Tchad : la transition à pas de caméléon

Cela fait exactement trois mois que le président tchadien, le Maréchal Idriss Déby Itno est officiellement mort dans les combats contre le Front pour l’alternance et la concorde au Tchad (FACT), une rébellion au Nord du pays. Depuis lors, l’un de ses fils, le général Mahamat Idriss Déby, a pris les rênes du pays, en mettant en place le Conseil militaire de transition (CMT), censé mener une transition en 18 mois. Sauf que depuis trois mois, le Conseil national de transition de 93 membres « issus de toutes les classes de la société » et chargé du pouvoir législatif et l’examen du projet de nouvelle Constitution, de même que le dialogue inclusif se font attendre, suscitant moult interrogations. Où en est-on avec la transition ?

Le Tchad pourra-t-il respecter le délai de 18 mois « renouvelable une fois en cas de blocage » ? Déby fils sera-t-il candidat aux élections ? Au-delà du gouvernement d’ouverture formé, le 2 mai 2021, le Conseil militaire de transition « se presse lentement » pour mettre en place les organes transitoires. Alors qu’il s’agit bel et bien du dialogue inclusif et du Conseil national de transition qui doivent, entre autres, élaborer la nouvelle constitution, fixer la date des élections et surtout, discuter des conditions d’éligibilité au poste de président de la République. Bien plus, le général Mahamat Déby a posé deux autres conditions pour respecter le délai de 18 mois, notamment la capacité des Tchadiens à convenir de l’essentiel lors du dialogue inclusif et l’épineuse question du financement des organes de la transition et de l’organisation des élections.

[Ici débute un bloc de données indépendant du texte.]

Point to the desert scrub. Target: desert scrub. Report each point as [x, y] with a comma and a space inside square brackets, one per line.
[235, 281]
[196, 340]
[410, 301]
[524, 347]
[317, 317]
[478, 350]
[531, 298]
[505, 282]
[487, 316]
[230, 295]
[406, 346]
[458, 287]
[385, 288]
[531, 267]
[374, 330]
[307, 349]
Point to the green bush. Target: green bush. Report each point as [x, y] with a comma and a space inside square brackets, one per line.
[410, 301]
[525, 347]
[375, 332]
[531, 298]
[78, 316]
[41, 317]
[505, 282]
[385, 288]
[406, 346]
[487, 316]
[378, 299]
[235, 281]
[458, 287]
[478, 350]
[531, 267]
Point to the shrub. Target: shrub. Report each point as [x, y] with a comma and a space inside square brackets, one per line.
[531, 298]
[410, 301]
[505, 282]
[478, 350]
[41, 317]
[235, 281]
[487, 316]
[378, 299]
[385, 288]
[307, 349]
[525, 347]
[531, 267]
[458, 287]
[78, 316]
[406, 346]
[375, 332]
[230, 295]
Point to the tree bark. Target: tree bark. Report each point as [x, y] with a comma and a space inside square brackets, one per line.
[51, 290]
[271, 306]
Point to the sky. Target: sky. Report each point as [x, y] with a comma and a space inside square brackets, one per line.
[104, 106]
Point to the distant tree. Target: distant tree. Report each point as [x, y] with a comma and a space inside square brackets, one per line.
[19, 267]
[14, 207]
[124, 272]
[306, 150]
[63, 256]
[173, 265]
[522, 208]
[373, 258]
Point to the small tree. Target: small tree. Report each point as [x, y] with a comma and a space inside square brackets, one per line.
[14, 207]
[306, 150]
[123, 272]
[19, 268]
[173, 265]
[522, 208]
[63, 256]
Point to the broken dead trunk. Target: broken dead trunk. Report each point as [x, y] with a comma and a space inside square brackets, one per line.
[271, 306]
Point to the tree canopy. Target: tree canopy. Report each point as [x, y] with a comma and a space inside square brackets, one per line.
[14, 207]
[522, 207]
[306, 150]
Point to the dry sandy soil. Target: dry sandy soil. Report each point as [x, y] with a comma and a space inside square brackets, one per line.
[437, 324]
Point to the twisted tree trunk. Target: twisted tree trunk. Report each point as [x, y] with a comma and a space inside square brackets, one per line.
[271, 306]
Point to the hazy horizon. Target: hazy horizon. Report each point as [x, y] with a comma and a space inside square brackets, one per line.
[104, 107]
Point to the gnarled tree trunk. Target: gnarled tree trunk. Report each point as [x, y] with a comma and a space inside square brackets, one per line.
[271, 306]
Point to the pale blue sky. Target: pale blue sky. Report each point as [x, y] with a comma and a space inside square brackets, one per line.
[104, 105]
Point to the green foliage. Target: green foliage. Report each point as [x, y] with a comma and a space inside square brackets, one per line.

C’est dire que le désormais homme fort du Tchad se donne des marges de manœuvres pour bien asseoir son pouvoir, ce d’autant plus qu’il dispose d’une possibilité de renouveler la transition pour la porter au final à 36 mois, soit trois ans. A ce rythme, le délai du premier round de 18 mois paraît clairement intenable, à moins qu’un coup d’accélérateur soit donné au processus. Ce fonctionnement à pas de caméléon en dit donc long sur les intentions réelles de Mahamat Idriss Déby qui pourtant, a non seulement promis d’organiser des élections démocratiques, libres et transparentes dans les meilleurs délais, mais aussi et surtout faire en sorte que les membres du CMT ne se présentent pas à l’élection. « C’est un engagement qui a été pris devant le peuple », avait-il même dit.

Mais pour qui connaît le glissement dynastique qui a caractérisé la succession de Déby- père, il serait naïf de croire que le fils organisera ces élections sans être candidat, pour ensuite retourner dans les casernes afin de laisser le pouvoir à celui qui sera élu au terme de la transition. En tous les cas, la lenteur avec laquelle les choses se mettent en place réserve de nombreuses surprises à ceux qui rêvent d’un Tchad dirigé par un président civil.